A sixteen-year-old David Merrill, a student at Nansemond River High School in Suffolk, Va., won top honors in regional and state science fairs for his experiment involving mice, a maze, hard-rock music and its effect on the brain.

Merrill thought that the loud sounds of hard-rock music must have a bad effect on its devoted fans and came up with a way to test that damage. Merrill got 72 mice and divided them into three groups: one to test a mouse’s response to hard rock, another to the music of Mozart and a control group that wouldn’t listen to any music at all, rock or classical.

The young man got all the mice accustomed to living in aquariums in his basement, then started playing music 10 hours a day. Merrill put each mouse through a maze three times a week that originally had taken the mice an average of 10 minutes to complete.

Over time, the 24 control-group mice managed to cut about 5 minutes from their maze-completion time. The Mozart-listening mice cut their time back 8-and-a-half minutes. But the hard-rock mice added 20 minutes to their time, making their average maze-running time 300 percent more than their original average.

Merrill told the Associated Press that he’d attempted the experiment the year before, allowing mice in the different groups to live together. But he added, “I had to cut my project short because all the hard-rock mice killed each other… None of the classical mice did that.”

One of the most famous studies conducted to determine the effects of music on the brain was headed by Francis H. Rauscher at the University of California Irvine in 1993. This experiment continued earlier research done by French researcher Dr. Alfred A. Tomatis, who believed that the music of Mozart could be used to heal and develop the brain, a condition he termed “The Mozart Effect.”

Rauscher had college students listen to either pieces by Mozart, silence, or a relaxation tape and immediately followed the music with an intelligence test. Rauscher found that the students’ scores improved after listening to Mozart. While the improvement in mental imagery and temporal ordering only lasted a span of 10 to 15 minutes, the experiment has widely suggested that listening to Mozart increases IQ levels — especially in children — and has been used to defend this conception ever since.

Also, physics professor Gordon Shaw’s studies showed that listening to a Mozart piano sonata compared with rock and roll, country, rap, heavy metal, R&B, or nothing at all – actually performed better academically on tests.
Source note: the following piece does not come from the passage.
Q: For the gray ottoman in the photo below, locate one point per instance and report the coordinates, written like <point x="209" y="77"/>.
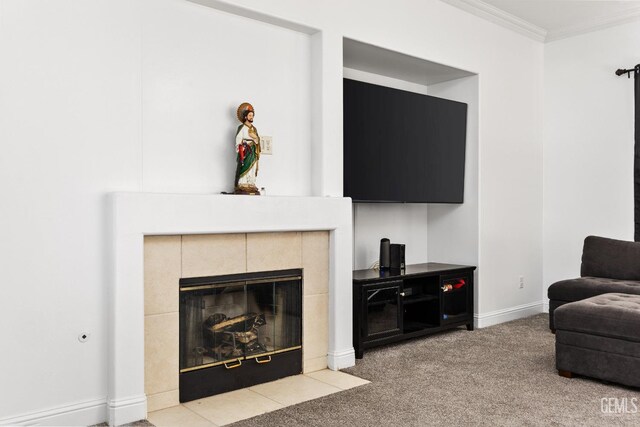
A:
<point x="599" y="337"/>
The effects have led researchers to believe that those who listen to classical music or play an instrument tend to excel, while those who listened to country, rock, and R&B only improved performance slightly, whereas those who listened to rap and heavy metal actually perform lower than average.

“Continuous exposure to music during the prenatal [before-and-after birth] period enhances learning performance in mice as adults,” concluded the authors of Sachiko Chikahisa and colleagues at Tokushima University in Tokushima, Japan.

Christenson and van Nouhuys (1995) claimed that students, who have low academic skills in school, commonly prefer listening to heavy metal music and he supported his hypothesis with his research. The outcome of the study shows that students who listen to metal music have more trouble with teachers than other students who prefer listening to other kind of music.

Another study conducted by Psychologist G. Gerra in 1998 attempted to determine the arousing effects of techno music commonly found at dance parties and raves attended by college students. The study found that techno music produced higher pulse rates and increased blood pressure as well as the production of stress-related hormones like epinephrine, suggesting that music has a complex influence on the nervous system. The study also found that amphetamines heightened the arousing effects of the music and that the activity of the brain is literally altered when the music is introduced, causing the brain to switch from normal alpha patterns to the beta, theta and delta patterns associated with people in a vegetative state of mind.